オーダー66のあと、フードを目深くかぶった男が店主の語るジェダイの記憶を聞く。
アンソロの原稿から途中で削ったパートを修正したものです。
@syuu_29
街中のホロネットニュースは繰り返しコルサントのジェダイ聖堂が燃えているのを映している。ジェダイの叛乱を報じるのに忙しいようで、ラジオにしたって内容はほとんど同じだ。銀河帝国が成立した今、手のひら返しの偏向報道を指摘するものはいない。
どこもジェダイの話ばかりだね、と店主がつまらなそうに言った。
「仕方がないよ、大スキャンダルだ。まあ、いつかは――こうなる気もしていたが」
思わずこぼすと、店主のほうは意外そうに返した。
「そりゃ、ずいぶん疑い深いんだね」
そう言いながら、店主は貨幣の数え直しを終えて卓上に並べた。それを雑に確かめてから懐に収め、白々しく見えないように意識しながら彼はジェダイを貶す言葉を選んだ。

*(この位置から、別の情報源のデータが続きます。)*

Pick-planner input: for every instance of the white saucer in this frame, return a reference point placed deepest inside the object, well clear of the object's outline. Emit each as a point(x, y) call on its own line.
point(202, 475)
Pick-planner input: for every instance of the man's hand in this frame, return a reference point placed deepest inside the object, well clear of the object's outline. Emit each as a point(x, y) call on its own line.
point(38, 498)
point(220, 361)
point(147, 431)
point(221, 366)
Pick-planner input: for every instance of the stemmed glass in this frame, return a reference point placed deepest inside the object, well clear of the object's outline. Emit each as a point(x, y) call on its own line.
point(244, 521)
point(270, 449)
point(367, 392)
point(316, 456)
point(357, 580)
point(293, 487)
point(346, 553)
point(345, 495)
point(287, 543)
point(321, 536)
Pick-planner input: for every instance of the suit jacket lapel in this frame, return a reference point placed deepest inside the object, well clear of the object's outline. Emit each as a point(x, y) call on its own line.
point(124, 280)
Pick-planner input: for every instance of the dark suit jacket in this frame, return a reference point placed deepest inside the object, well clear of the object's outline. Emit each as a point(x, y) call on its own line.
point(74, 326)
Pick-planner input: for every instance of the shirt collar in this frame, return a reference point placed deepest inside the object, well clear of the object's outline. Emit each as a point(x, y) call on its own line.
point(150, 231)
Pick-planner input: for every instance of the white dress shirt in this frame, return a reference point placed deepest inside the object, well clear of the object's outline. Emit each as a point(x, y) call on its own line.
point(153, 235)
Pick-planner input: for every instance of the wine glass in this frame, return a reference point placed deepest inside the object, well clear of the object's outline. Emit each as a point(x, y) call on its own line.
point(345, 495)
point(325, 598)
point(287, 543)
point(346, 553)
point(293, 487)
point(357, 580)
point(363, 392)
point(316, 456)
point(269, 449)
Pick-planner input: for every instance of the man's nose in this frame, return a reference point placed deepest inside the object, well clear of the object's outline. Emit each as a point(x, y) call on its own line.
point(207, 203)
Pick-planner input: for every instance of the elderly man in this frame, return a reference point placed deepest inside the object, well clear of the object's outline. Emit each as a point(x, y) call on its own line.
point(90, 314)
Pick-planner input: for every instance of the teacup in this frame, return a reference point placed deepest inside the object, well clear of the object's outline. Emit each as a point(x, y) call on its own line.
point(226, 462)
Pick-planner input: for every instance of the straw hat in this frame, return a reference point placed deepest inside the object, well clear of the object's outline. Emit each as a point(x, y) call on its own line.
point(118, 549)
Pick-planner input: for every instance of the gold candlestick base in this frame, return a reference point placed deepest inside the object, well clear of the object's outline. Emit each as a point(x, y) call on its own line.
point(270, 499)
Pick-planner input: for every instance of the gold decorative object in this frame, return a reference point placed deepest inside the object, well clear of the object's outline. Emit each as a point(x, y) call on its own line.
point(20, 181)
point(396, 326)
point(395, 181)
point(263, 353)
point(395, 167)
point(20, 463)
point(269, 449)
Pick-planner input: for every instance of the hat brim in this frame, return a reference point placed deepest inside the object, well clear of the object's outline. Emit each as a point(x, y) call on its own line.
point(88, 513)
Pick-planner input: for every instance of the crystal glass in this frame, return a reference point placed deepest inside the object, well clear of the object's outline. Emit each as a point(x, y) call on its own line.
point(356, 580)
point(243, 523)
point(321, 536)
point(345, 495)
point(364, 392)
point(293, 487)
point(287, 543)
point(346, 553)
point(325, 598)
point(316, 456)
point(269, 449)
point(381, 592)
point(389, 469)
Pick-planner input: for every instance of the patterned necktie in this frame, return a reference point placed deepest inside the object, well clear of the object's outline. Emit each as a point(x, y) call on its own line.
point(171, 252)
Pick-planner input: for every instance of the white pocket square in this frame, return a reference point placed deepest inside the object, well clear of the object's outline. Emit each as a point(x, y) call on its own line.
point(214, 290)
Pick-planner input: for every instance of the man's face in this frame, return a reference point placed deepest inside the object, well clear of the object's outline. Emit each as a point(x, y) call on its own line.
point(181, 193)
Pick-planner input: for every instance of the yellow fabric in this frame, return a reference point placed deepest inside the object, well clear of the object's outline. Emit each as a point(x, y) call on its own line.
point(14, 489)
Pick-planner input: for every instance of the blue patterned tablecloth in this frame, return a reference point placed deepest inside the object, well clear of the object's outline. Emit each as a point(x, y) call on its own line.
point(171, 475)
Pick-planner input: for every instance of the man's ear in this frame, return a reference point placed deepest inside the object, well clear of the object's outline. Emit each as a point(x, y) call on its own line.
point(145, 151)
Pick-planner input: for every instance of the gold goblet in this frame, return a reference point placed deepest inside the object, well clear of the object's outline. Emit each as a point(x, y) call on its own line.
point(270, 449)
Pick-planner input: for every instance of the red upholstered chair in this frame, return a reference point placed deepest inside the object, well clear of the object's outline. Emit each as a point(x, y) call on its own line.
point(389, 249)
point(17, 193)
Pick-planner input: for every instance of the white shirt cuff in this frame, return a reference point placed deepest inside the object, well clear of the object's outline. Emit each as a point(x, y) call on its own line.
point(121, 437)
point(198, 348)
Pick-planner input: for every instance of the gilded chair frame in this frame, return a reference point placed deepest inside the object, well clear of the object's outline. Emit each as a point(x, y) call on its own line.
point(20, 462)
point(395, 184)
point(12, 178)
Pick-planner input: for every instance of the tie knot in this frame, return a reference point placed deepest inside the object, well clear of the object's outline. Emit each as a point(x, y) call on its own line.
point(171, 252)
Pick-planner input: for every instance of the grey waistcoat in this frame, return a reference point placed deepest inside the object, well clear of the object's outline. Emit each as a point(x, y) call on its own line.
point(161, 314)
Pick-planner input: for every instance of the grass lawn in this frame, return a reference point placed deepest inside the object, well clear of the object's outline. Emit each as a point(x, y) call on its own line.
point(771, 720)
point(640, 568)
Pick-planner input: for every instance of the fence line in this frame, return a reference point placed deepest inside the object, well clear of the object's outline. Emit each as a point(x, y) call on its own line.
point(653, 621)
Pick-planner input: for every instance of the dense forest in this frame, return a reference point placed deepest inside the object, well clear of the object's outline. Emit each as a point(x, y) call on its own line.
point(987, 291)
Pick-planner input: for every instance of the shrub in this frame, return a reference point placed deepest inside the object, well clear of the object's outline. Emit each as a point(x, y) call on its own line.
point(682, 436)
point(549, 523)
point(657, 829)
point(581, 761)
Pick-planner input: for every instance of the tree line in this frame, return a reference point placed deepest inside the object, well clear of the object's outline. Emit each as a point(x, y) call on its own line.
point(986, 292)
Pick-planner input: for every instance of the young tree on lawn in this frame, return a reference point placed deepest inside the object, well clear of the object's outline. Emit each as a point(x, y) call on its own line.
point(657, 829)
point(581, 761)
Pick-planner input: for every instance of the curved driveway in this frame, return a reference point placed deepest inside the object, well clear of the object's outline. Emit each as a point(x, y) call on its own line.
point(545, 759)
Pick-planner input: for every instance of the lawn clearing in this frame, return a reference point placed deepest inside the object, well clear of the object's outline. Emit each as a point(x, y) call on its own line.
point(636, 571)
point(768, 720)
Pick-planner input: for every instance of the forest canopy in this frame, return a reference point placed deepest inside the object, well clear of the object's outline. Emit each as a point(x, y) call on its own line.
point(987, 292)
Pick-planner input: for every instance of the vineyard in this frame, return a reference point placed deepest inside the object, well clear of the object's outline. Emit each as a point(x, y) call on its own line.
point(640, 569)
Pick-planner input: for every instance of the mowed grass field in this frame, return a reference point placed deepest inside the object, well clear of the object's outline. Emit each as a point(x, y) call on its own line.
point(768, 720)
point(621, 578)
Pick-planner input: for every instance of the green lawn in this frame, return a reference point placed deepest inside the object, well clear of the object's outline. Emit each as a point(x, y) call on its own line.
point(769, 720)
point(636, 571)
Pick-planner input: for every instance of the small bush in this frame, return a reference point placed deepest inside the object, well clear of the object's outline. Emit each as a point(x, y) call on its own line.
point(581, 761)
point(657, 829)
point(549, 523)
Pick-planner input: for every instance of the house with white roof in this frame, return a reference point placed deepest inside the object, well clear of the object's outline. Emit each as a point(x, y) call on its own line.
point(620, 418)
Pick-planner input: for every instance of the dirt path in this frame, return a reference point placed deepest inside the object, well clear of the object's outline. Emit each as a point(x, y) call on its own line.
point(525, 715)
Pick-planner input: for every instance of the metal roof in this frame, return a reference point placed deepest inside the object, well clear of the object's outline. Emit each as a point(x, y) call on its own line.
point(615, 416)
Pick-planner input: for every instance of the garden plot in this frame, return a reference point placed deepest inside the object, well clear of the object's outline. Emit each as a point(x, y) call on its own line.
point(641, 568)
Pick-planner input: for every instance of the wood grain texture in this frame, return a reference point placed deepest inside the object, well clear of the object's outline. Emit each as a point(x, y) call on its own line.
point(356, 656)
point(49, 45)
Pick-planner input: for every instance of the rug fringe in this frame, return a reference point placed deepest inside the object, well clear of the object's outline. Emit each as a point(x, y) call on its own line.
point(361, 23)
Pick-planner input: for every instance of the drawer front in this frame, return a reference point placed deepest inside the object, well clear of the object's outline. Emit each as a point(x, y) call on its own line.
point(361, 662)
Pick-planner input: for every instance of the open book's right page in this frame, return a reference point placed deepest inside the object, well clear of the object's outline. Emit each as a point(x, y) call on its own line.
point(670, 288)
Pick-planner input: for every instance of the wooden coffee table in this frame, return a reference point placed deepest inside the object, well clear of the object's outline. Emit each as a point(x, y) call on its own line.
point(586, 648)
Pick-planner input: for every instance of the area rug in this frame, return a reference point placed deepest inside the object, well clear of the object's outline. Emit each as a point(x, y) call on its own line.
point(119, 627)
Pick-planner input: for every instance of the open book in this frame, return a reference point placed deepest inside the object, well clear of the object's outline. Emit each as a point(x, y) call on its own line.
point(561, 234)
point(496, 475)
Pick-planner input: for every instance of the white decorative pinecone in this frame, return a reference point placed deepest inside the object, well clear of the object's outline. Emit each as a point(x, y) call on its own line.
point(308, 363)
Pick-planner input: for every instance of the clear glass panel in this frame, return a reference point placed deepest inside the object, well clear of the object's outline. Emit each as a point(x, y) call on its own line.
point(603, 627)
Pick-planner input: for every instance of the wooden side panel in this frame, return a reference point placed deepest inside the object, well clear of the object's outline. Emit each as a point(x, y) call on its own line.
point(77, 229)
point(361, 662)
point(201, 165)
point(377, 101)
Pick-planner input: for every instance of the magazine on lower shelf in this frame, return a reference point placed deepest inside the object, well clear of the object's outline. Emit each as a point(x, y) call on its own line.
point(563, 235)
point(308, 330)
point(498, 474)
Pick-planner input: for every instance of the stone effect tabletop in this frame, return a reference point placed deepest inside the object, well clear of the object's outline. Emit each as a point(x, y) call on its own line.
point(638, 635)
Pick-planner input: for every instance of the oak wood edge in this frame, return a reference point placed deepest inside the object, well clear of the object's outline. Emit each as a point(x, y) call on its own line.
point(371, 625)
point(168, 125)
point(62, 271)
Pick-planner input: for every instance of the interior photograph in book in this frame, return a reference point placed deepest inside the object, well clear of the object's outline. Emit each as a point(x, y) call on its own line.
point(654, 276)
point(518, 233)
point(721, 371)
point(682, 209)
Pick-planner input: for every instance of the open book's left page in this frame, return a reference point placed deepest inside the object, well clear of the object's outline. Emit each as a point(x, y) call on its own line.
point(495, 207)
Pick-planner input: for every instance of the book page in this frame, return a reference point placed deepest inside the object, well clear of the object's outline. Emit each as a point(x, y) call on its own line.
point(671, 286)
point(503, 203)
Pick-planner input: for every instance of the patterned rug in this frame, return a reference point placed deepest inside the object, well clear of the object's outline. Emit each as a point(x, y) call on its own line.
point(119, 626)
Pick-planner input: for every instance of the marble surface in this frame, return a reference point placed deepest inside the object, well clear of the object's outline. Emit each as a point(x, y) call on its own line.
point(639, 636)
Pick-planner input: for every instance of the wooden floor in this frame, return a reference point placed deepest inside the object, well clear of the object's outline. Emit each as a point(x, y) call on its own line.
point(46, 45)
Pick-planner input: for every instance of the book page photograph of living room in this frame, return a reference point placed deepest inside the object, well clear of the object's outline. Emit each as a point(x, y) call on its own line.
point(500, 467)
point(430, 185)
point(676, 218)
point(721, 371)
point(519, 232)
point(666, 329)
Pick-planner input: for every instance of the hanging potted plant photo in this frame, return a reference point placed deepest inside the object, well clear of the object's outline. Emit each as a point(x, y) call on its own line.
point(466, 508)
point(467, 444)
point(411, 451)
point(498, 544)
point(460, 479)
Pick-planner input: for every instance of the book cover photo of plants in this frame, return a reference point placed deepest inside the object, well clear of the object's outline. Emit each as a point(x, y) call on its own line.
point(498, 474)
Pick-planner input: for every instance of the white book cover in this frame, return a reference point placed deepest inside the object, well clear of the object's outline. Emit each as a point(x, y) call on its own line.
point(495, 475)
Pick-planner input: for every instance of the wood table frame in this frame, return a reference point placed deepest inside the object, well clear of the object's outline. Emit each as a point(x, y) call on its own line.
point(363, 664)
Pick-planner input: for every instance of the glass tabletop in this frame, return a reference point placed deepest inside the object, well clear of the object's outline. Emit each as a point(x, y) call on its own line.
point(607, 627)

「どうだろうな。ジェダイなんて、元々うさんくさい連中だっただろう?物心のつかない頃から親元から子供を引き取って育ててるなんて、いかにも怪しいじゃないか。だいたい、軍に混じっていたのもおかしい。みんなそう言っていたよ」
「でも、あれはなにもジェダイが始めた戦争じゃない。それにずいぶん活躍してくれたよ。こんな辺鄙なところでも世話になった。あれだけ大きい戦争じゃ、ハイパースペース航路の変更でこっちにだって影響はあったんだよ。ジェダイが解決してくれて輸送船も元のコースで来るようになったけど。それにうちじゃすっかり子供らがジェダイになるんだって棒を振り回して真似してたもんだから、今はやめさせるのがもう、そりゃ大変で。ニュースを見ろって言ってもね、ジェダイがそんなことするわけないって大騒ぎなんだから」
見たこともない子供だというのに姿が目に浮かぶようだった。彼には思わず髭の中で唇が緩んだ自覚があった。
「ああ、なるほど。やんちゃな盛りか」
「そう。大人の言うことは全部気に食わない年頃でね、店の手伝いもしないんだから」
店主は彼が思わず笑ってしまった本当の意味には気づかなかったようだ。目元に落ちるフードの影をこれほどありがたく思ったことはない。
ジェダイの存在は銀河中に知られている。それは長い歴史の中で先人たちが続けた平和への奉仕の賜物と、戦争によって変わったジェダイのあり方のどちらも理由になるだろう。
戦争がはじまってからのジェダイ騎士は共和国の騎士とも見做されるようになり、主立った活躍をすればニュースでも名前と顔が大々的に報じられるようになった。
その中でもオビ=ワンとアナキンは最も有名な二人になってしまった――きっとこんな話を聞けば、アナキンは喜んだことだろう。彼はちくりと胸が痛むのを無視して考えた。
自分たちの名前や姿がどれほど拡散され、広まったかは定かではないが、ジェダイを真似して剣を振り回すような遊びが、このアウターリムの惑星にまで広まったというほどだ。警戒し足りないということはないのかもしれない。
帝国の支配にハットが甘んじるとは考えにくいが、敵対している間柄とも言えない。そもそも帝国兵はどこにだって現れるし、誰を信用できるわけでもない。
そもそもが、すでに手配書が出回っているかもしれないと警戒して、大きな街を避けたのだ。こんな場所でのやりとりを余計な足取りにされてはたまらない。
彼はさりげなく指先を向けると、フォースの流れに意識を集中させて、店主に言い聞かせた。
「お前は船の売り手がどこから来たかを忘れる」
「――あたしはあんたがどこから来たかを忘れる」
そうして復唱を聞き届けると、すぐになんでもないように手を下げ、店を出た。